Hello! Hope you are doing well. I’m working from the local library today. Was looking for some downloads to play around with last night and found one, signed by Avitzur Efrati Management Initiatives Ltd. The file is named mozilla_firefox.exe.
The Avitzur Efrati Management Initiatives Ltd certificate shows that the publisher is located in Petah Tikva, Israel.
The problem here is that if mozilla_firefox.exe really was an installer file for Mozilla Firefox, it would have been signed by Mozilla Corporation and not by some unknown company. Here’s how the authentic Mozilla Firefox looks like when you double click on it. Notice that the “Verified publisher” says “Mozilla Corporation”.
When I uploaded the file to VirusTotal – as I usually do when I find something that looks suspicious – Only 4% of the scanners detected the file. The file is detected as Generic.C83 by AVG and a variant of Win32/InstallCore.WT potentially unwanted by ESET-NOD32.

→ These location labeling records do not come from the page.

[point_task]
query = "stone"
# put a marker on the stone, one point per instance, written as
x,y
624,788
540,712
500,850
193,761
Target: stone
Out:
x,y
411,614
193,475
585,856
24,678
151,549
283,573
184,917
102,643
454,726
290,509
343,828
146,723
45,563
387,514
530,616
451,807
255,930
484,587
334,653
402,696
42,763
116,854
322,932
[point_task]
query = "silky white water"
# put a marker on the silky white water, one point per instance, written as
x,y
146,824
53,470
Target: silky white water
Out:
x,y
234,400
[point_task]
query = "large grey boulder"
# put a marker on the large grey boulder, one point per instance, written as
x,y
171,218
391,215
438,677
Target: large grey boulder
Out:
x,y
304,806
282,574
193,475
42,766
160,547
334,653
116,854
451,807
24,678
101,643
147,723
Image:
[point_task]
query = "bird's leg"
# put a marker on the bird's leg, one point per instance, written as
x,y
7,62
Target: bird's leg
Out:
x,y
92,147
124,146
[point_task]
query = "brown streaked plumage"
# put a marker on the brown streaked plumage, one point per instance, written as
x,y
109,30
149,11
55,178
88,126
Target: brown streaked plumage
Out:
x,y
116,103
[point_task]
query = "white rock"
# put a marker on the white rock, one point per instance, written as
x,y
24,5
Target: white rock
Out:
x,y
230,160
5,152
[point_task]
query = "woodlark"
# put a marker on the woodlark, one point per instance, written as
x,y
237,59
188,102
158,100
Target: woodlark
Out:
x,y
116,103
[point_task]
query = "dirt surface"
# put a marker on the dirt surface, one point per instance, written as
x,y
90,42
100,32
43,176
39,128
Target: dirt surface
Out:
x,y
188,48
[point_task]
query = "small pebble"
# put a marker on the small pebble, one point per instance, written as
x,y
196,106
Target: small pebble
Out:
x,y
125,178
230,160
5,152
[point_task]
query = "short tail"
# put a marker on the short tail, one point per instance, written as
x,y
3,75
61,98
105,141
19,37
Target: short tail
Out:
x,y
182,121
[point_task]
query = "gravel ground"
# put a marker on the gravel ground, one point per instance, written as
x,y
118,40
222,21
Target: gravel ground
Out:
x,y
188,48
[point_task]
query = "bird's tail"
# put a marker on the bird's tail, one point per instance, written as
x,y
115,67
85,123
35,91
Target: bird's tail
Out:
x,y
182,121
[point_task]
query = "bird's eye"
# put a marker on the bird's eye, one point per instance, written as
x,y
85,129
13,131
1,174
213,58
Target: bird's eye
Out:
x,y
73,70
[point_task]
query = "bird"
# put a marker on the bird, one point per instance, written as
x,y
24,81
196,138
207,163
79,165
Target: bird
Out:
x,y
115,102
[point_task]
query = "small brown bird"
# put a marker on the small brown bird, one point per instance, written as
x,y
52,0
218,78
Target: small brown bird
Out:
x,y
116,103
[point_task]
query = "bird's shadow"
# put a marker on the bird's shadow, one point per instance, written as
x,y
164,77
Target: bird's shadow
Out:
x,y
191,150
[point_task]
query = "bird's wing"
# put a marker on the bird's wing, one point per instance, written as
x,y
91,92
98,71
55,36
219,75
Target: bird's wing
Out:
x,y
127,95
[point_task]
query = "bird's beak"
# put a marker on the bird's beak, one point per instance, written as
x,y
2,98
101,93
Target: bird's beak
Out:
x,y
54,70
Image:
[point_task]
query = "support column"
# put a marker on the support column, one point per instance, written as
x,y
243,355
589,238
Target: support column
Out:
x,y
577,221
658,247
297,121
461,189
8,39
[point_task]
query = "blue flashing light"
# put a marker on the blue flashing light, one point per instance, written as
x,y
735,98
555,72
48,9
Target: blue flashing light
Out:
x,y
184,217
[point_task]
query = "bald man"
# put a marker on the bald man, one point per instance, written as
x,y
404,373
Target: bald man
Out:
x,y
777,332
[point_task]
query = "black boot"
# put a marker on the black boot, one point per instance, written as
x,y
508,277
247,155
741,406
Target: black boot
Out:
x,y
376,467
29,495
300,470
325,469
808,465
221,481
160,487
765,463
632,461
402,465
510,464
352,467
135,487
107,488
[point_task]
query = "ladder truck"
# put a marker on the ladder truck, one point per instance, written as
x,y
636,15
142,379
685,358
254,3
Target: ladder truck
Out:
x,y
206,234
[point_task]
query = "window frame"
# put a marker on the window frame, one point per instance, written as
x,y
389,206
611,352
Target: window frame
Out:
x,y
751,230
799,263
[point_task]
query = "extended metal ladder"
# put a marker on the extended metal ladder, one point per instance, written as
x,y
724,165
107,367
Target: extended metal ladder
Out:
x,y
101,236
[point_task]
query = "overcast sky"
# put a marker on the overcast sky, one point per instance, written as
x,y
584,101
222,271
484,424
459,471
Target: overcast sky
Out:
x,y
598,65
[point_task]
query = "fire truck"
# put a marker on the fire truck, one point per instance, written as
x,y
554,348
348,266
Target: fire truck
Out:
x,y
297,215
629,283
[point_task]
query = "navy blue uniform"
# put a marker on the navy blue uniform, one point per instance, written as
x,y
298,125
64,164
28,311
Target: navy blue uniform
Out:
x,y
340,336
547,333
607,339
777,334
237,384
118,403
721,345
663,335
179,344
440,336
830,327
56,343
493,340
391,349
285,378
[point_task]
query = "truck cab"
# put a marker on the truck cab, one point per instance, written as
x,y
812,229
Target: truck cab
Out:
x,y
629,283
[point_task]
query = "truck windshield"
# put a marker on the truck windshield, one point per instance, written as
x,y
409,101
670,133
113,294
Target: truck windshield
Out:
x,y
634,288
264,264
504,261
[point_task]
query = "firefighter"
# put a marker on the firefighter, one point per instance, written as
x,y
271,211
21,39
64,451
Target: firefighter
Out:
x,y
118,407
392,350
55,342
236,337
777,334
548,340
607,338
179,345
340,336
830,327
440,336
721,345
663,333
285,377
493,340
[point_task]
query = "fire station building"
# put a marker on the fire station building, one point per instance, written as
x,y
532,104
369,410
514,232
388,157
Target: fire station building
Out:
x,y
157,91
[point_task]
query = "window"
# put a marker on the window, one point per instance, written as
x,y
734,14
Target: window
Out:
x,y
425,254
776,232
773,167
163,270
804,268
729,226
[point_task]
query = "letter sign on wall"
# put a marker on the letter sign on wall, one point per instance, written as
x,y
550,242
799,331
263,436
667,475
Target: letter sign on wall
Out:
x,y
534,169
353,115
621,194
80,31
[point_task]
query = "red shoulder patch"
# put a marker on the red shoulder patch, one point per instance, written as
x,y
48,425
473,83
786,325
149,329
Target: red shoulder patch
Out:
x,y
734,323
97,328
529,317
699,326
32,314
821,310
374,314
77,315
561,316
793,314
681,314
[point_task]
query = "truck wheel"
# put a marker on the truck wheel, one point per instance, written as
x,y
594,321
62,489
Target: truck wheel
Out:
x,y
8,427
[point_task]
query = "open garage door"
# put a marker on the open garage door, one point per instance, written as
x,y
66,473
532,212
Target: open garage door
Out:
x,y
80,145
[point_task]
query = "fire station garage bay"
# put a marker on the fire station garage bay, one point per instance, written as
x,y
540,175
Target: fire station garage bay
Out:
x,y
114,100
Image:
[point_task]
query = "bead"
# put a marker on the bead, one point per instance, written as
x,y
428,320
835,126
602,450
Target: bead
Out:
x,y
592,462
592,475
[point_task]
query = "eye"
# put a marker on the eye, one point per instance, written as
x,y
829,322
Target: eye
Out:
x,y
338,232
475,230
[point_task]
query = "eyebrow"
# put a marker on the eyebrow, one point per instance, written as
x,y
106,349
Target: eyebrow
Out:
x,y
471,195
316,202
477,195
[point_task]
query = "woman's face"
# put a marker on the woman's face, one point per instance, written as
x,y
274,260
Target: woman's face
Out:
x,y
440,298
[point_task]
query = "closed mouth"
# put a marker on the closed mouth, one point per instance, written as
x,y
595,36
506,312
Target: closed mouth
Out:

Did you also find a Avitzur Efrati Management Initiatives Ltd file? What kind of download was it?
Thank you for reading.
Yeah man i was wondering wtf.. Thanks for the explanation its very helpful
Thanks for the feedback!
This is on a download for microsoft word 2015. It says microsoft word 2015 free. If you go to download it comes up would you like microsoft word to make changes to your computer and that is what comes up as the verified publisher
I saw this appear with a free download of Microsoft Encarta. I did not install it.